Слизняки окружили Игоря, началась свалка. Но подоспевший монстр, похожий на помесь барракуды с быком, быстро разбросал свою свиту и, довольно урча, закрыл своим телом Игоря.

Сначала Игорь не почувствовал ничего. Он увидел только рядом с собой зверя, который щелкал челюстью и делал резкие движения отростками, похожими на руки. В изумлении Игорь смотрел вниз на образующиеся разрезы на футболке и джинсах. Затем появилась боль и что-то теплое. Игорь хлопал себя по ранам руками, но их было такое множество, что закрыть их одновременно не представлялось возможным. Игорь сжался, как губка, пытаясь хоть как-то удержать свои внутренности. Но они вылезали из него подобно мокрым красным змеям.

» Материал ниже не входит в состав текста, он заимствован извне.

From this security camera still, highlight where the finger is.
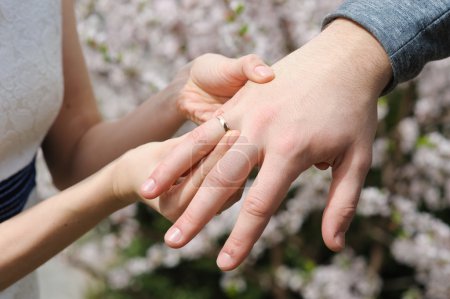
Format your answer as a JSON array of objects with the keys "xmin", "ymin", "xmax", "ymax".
[
  {"xmin": 229, "ymin": 54, "xmax": 275, "ymax": 85},
  {"xmin": 141, "ymin": 118, "xmax": 225, "ymax": 199},
  {"xmin": 314, "ymin": 162, "xmax": 330, "ymax": 170},
  {"xmin": 159, "ymin": 131, "xmax": 243, "ymax": 221},
  {"xmin": 217, "ymin": 182, "xmax": 245, "ymax": 214},
  {"xmin": 322, "ymin": 152, "xmax": 371, "ymax": 251},
  {"xmin": 217, "ymin": 156, "xmax": 303, "ymax": 271},
  {"xmin": 165, "ymin": 137, "xmax": 258, "ymax": 248}
]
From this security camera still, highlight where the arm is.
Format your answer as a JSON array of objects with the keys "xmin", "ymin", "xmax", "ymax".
[
  {"xmin": 324, "ymin": 0, "xmax": 450, "ymax": 91},
  {"xmin": 142, "ymin": 19, "xmax": 391, "ymax": 270},
  {"xmin": 43, "ymin": 1, "xmax": 184, "ymax": 188},
  {"xmin": 0, "ymin": 129, "xmax": 237, "ymax": 291},
  {"xmin": 43, "ymin": 1, "xmax": 273, "ymax": 189}
]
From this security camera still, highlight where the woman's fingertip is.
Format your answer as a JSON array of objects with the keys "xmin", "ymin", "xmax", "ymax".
[
  {"xmin": 141, "ymin": 178, "xmax": 156, "ymax": 198},
  {"xmin": 334, "ymin": 232, "xmax": 345, "ymax": 250},
  {"xmin": 255, "ymin": 65, "xmax": 274, "ymax": 78}
]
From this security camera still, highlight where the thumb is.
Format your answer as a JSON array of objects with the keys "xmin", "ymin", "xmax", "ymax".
[
  {"xmin": 322, "ymin": 151, "xmax": 372, "ymax": 251},
  {"xmin": 226, "ymin": 54, "xmax": 275, "ymax": 85}
]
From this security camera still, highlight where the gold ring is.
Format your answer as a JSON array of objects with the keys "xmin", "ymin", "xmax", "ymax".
[{"xmin": 216, "ymin": 115, "xmax": 230, "ymax": 132}]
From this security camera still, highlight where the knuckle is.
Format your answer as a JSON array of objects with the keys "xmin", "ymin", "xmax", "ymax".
[
  {"xmin": 180, "ymin": 208, "xmax": 201, "ymax": 228},
  {"xmin": 152, "ymin": 161, "xmax": 170, "ymax": 183},
  {"xmin": 205, "ymin": 169, "xmax": 229, "ymax": 187},
  {"xmin": 243, "ymin": 194, "xmax": 270, "ymax": 218},
  {"xmin": 337, "ymin": 205, "xmax": 356, "ymax": 222},
  {"xmin": 225, "ymin": 235, "xmax": 248, "ymax": 256},
  {"xmin": 189, "ymin": 126, "xmax": 207, "ymax": 144},
  {"xmin": 356, "ymin": 150, "xmax": 372, "ymax": 174},
  {"xmin": 276, "ymin": 132, "xmax": 308, "ymax": 158}
]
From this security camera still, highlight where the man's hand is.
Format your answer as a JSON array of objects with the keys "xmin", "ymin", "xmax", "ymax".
[
  {"xmin": 174, "ymin": 54, "xmax": 274, "ymax": 124},
  {"xmin": 142, "ymin": 20, "xmax": 391, "ymax": 270}
]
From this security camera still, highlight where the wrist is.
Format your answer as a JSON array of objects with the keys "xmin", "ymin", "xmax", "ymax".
[{"xmin": 318, "ymin": 18, "xmax": 392, "ymax": 97}]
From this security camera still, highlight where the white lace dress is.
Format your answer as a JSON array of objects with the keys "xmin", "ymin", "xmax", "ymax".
[{"xmin": 0, "ymin": 0, "xmax": 63, "ymax": 299}]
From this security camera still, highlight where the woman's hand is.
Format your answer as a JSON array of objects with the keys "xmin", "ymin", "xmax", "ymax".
[
  {"xmin": 111, "ymin": 125, "xmax": 241, "ymax": 221},
  {"xmin": 174, "ymin": 54, "xmax": 275, "ymax": 124}
]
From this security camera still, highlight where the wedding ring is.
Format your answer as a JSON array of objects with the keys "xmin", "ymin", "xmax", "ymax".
[{"xmin": 216, "ymin": 115, "xmax": 230, "ymax": 132}]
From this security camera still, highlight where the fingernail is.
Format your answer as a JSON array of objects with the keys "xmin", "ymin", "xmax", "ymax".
[
  {"xmin": 142, "ymin": 179, "xmax": 156, "ymax": 193},
  {"xmin": 217, "ymin": 252, "xmax": 233, "ymax": 268},
  {"xmin": 255, "ymin": 65, "xmax": 273, "ymax": 77},
  {"xmin": 165, "ymin": 227, "xmax": 181, "ymax": 243},
  {"xmin": 334, "ymin": 232, "xmax": 345, "ymax": 249}
]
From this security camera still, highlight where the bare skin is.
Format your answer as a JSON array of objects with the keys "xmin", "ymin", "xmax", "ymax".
[
  {"xmin": 0, "ymin": 1, "xmax": 274, "ymax": 290},
  {"xmin": 142, "ymin": 19, "xmax": 392, "ymax": 271}
]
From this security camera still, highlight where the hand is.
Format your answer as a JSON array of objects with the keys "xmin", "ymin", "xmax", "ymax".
[
  {"xmin": 143, "ymin": 20, "xmax": 391, "ymax": 270},
  {"xmin": 174, "ymin": 54, "xmax": 274, "ymax": 124},
  {"xmin": 111, "ymin": 122, "xmax": 240, "ymax": 221}
]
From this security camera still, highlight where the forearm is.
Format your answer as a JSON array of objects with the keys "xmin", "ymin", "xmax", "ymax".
[
  {"xmin": 324, "ymin": 0, "xmax": 450, "ymax": 91},
  {"xmin": 58, "ymin": 82, "xmax": 185, "ymax": 187},
  {"xmin": 0, "ymin": 166, "xmax": 124, "ymax": 290},
  {"xmin": 273, "ymin": 19, "xmax": 392, "ymax": 103}
]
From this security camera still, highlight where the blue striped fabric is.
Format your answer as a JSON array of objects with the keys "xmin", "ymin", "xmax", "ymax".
[{"xmin": 0, "ymin": 158, "xmax": 36, "ymax": 222}]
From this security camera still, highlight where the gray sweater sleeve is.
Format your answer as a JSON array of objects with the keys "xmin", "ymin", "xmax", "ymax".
[{"xmin": 323, "ymin": 0, "xmax": 450, "ymax": 92}]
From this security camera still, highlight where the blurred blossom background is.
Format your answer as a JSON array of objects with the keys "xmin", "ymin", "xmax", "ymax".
[{"xmin": 39, "ymin": 0, "xmax": 450, "ymax": 299}]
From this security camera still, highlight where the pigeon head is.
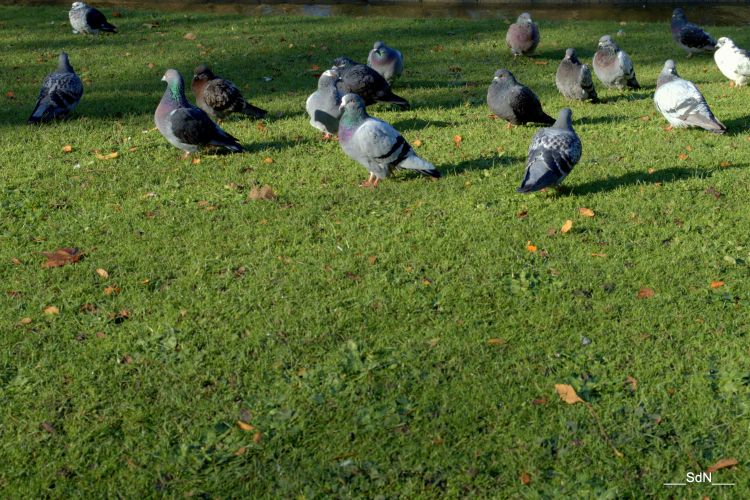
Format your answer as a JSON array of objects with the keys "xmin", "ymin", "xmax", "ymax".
[{"xmin": 193, "ymin": 64, "xmax": 216, "ymax": 80}]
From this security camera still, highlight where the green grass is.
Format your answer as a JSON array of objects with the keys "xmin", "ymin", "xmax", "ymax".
[{"xmin": 0, "ymin": 7, "xmax": 750, "ymax": 498}]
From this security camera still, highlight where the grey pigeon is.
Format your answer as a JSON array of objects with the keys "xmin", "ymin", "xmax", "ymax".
[
  {"xmin": 305, "ymin": 69, "xmax": 342, "ymax": 135},
  {"xmin": 68, "ymin": 2, "xmax": 117, "ymax": 35},
  {"xmin": 670, "ymin": 7, "xmax": 716, "ymax": 57},
  {"xmin": 505, "ymin": 12, "xmax": 539, "ymax": 56},
  {"xmin": 333, "ymin": 57, "xmax": 409, "ymax": 108},
  {"xmin": 714, "ymin": 36, "xmax": 750, "ymax": 85},
  {"xmin": 487, "ymin": 69, "xmax": 555, "ymax": 125},
  {"xmin": 516, "ymin": 108, "xmax": 582, "ymax": 193},
  {"xmin": 28, "ymin": 52, "xmax": 83, "ymax": 123},
  {"xmin": 654, "ymin": 59, "xmax": 727, "ymax": 134},
  {"xmin": 190, "ymin": 64, "xmax": 266, "ymax": 118},
  {"xmin": 154, "ymin": 69, "xmax": 244, "ymax": 156},
  {"xmin": 339, "ymin": 94, "xmax": 440, "ymax": 187},
  {"xmin": 555, "ymin": 49, "xmax": 599, "ymax": 102},
  {"xmin": 594, "ymin": 35, "xmax": 641, "ymax": 90},
  {"xmin": 367, "ymin": 41, "xmax": 404, "ymax": 85}
]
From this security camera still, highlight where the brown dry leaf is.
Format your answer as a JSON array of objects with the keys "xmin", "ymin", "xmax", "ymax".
[
  {"xmin": 42, "ymin": 248, "xmax": 84, "ymax": 269},
  {"xmin": 636, "ymin": 288, "xmax": 654, "ymax": 299},
  {"xmin": 237, "ymin": 420, "xmax": 255, "ymax": 432},
  {"xmin": 706, "ymin": 458, "xmax": 739, "ymax": 472},
  {"xmin": 555, "ymin": 384, "xmax": 584, "ymax": 405},
  {"xmin": 247, "ymin": 186, "xmax": 276, "ymax": 200},
  {"xmin": 96, "ymin": 151, "xmax": 120, "ymax": 160}
]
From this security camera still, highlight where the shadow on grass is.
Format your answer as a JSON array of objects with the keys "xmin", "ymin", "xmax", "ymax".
[{"xmin": 560, "ymin": 165, "xmax": 745, "ymax": 195}]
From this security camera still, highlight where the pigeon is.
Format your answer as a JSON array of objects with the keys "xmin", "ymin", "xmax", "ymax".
[
  {"xmin": 68, "ymin": 2, "xmax": 117, "ymax": 35},
  {"xmin": 505, "ymin": 12, "xmax": 539, "ymax": 56},
  {"xmin": 714, "ymin": 37, "xmax": 750, "ymax": 85},
  {"xmin": 190, "ymin": 64, "xmax": 266, "ymax": 118},
  {"xmin": 154, "ymin": 69, "xmax": 244, "ymax": 156},
  {"xmin": 516, "ymin": 108, "xmax": 582, "ymax": 193},
  {"xmin": 594, "ymin": 35, "xmax": 641, "ymax": 90},
  {"xmin": 305, "ymin": 69, "xmax": 341, "ymax": 137},
  {"xmin": 670, "ymin": 7, "xmax": 716, "ymax": 57},
  {"xmin": 487, "ymin": 69, "xmax": 555, "ymax": 126},
  {"xmin": 654, "ymin": 59, "xmax": 727, "ymax": 134},
  {"xmin": 28, "ymin": 52, "xmax": 83, "ymax": 123},
  {"xmin": 367, "ymin": 41, "xmax": 404, "ymax": 85},
  {"xmin": 333, "ymin": 57, "xmax": 409, "ymax": 108},
  {"xmin": 555, "ymin": 49, "xmax": 599, "ymax": 102},
  {"xmin": 339, "ymin": 94, "xmax": 440, "ymax": 187}
]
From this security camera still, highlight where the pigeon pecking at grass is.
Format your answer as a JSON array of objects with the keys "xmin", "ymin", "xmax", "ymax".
[
  {"xmin": 670, "ymin": 7, "xmax": 716, "ymax": 57},
  {"xmin": 505, "ymin": 12, "xmax": 539, "ymax": 56},
  {"xmin": 339, "ymin": 94, "xmax": 440, "ymax": 187},
  {"xmin": 305, "ymin": 69, "xmax": 342, "ymax": 138},
  {"xmin": 654, "ymin": 59, "xmax": 727, "ymax": 134},
  {"xmin": 516, "ymin": 108, "xmax": 583, "ymax": 193},
  {"xmin": 487, "ymin": 69, "xmax": 555, "ymax": 125},
  {"xmin": 593, "ymin": 35, "xmax": 641, "ymax": 90},
  {"xmin": 555, "ymin": 49, "xmax": 599, "ymax": 102},
  {"xmin": 68, "ymin": 2, "xmax": 117, "ymax": 35},
  {"xmin": 154, "ymin": 69, "xmax": 244, "ymax": 157},
  {"xmin": 28, "ymin": 52, "xmax": 83, "ymax": 123},
  {"xmin": 714, "ymin": 37, "xmax": 750, "ymax": 85},
  {"xmin": 190, "ymin": 64, "xmax": 266, "ymax": 118},
  {"xmin": 333, "ymin": 57, "xmax": 409, "ymax": 108},
  {"xmin": 367, "ymin": 41, "xmax": 404, "ymax": 85}
]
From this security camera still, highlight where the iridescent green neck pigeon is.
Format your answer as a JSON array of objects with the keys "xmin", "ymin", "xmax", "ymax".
[{"xmin": 154, "ymin": 69, "xmax": 244, "ymax": 154}]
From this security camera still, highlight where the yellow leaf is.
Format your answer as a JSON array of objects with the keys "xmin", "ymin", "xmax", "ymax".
[{"xmin": 555, "ymin": 384, "xmax": 583, "ymax": 405}]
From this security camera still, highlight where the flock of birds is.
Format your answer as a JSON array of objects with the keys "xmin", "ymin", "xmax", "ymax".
[{"xmin": 23, "ymin": 2, "xmax": 750, "ymax": 193}]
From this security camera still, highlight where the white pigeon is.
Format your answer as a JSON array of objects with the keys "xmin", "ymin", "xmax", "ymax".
[
  {"xmin": 714, "ymin": 36, "xmax": 750, "ymax": 85},
  {"xmin": 654, "ymin": 59, "xmax": 727, "ymax": 134}
]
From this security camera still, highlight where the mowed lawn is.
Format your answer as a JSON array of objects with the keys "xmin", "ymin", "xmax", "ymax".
[{"xmin": 0, "ymin": 7, "xmax": 750, "ymax": 498}]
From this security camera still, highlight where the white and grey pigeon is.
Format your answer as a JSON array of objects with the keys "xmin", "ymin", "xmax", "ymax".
[
  {"xmin": 487, "ymin": 69, "xmax": 555, "ymax": 125},
  {"xmin": 154, "ymin": 69, "xmax": 244, "ymax": 156},
  {"xmin": 555, "ymin": 49, "xmax": 599, "ymax": 102},
  {"xmin": 654, "ymin": 59, "xmax": 727, "ymax": 134},
  {"xmin": 367, "ymin": 41, "xmax": 404, "ymax": 85},
  {"xmin": 339, "ymin": 94, "xmax": 440, "ymax": 187},
  {"xmin": 68, "ymin": 2, "xmax": 117, "ymax": 35},
  {"xmin": 516, "ymin": 108, "xmax": 583, "ymax": 193},
  {"xmin": 670, "ymin": 7, "xmax": 716, "ymax": 57},
  {"xmin": 714, "ymin": 36, "xmax": 750, "ymax": 85},
  {"xmin": 28, "ymin": 52, "xmax": 83, "ymax": 123},
  {"xmin": 305, "ymin": 68, "xmax": 342, "ymax": 137},
  {"xmin": 505, "ymin": 12, "xmax": 539, "ymax": 56},
  {"xmin": 593, "ymin": 35, "xmax": 641, "ymax": 90}
]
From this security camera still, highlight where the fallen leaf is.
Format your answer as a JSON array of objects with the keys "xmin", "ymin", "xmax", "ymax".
[
  {"xmin": 96, "ymin": 151, "xmax": 120, "ymax": 160},
  {"xmin": 706, "ymin": 458, "xmax": 739, "ymax": 472},
  {"xmin": 41, "ymin": 248, "xmax": 84, "ymax": 269},
  {"xmin": 237, "ymin": 420, "xmax": 255, "ymax": 432},
  {"xmin": 555, "ymin": 384, "xmax": 583, "ymax": 405},
  {"xmin": 636, "ymin": 288, "xmax": 654, "ymax": 299}
]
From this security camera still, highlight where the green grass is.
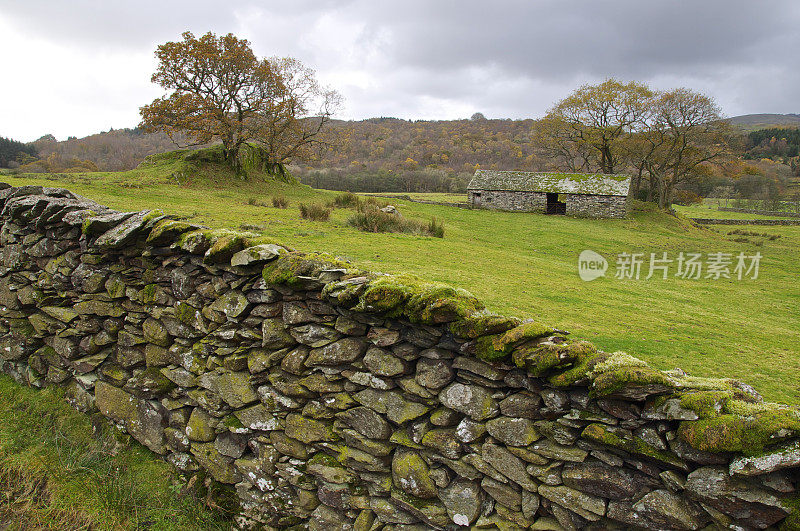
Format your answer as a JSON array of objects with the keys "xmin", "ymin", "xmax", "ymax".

Зверь позволил ему кричать, пока ноги у Игоря окончательно не подкосились, и он упал в лужу своей крови. В предсмертных конвульсиях он увидел приближающуюся к нему широко раскрытую пасть, почувствовал, как челюсти сомкнулись на его голове.

IV

Паша и Данила встретились взглядами. Не сговариваясь, они побежали в глубь катакомб, подальше от этого кошмара. Игорю помочь они никак не могли. Чтобы не потеряться, они держали друг друга за руку, как маленькие дети. Фонарь работал только у Данилы, и батарейки садились, бросая жидкий свет по сторонам. Сделав немыслимое количество поворотов, пройдя не один километр, ребята устали и обреченно шли наугад. Вдруг Павел, глядя на стенку катакомбы, радостно закричал:

– Вот этот знак на стене, ну тот – знак сатаны! – и, остановившись, нежно провел по нему рукой.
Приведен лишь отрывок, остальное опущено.